How Serious Are Whiteflies?

Whiteflies can be fatal to some plant life. The foliage that they DON’T kill may suffer faded coloring and stunted growth, leaving the plant unsightly and making it less likely to survive. Whiteflies also excrete honeydew, which attracts other insects such as ants. One way to prevent a plant from being severely damaged is to quarantine it and inspect it for the presence of pests.

The Bottom Line

Repeated whitefly infestations are a hassle. These tiny pests can damage greenhouses and gardens when left unchecked, and it’s not always easy to find an effective way to stop them.

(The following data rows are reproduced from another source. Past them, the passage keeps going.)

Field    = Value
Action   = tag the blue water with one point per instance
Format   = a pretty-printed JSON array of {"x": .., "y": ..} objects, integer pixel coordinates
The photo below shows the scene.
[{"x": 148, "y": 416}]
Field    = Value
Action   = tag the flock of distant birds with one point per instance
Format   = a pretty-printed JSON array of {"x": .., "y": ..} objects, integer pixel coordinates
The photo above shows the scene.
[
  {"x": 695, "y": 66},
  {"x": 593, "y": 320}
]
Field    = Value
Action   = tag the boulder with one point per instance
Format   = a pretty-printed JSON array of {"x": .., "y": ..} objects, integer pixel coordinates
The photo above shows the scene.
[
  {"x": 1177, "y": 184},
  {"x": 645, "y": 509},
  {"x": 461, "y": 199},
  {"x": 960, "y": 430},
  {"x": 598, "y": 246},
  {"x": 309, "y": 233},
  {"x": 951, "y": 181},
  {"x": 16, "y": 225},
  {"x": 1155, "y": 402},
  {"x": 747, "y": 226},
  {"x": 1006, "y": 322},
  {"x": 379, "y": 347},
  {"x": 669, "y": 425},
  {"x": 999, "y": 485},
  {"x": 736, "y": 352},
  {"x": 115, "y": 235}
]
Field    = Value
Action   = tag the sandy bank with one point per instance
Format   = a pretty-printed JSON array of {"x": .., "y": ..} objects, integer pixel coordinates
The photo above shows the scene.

Unfortunately, there is no end to the number of whiteflies you can have to deal with when they fly into your yard. Identifying the source of your whitefly infestation can help you solve the problem.

There are many different reasons why you might be experiencing a whitefly infestation. You can take the necessary steps to ensure that they’re eliminated efficiently and quickly, including choosing the right fertilizer, eliminating pesticides, or setting up traps around your property.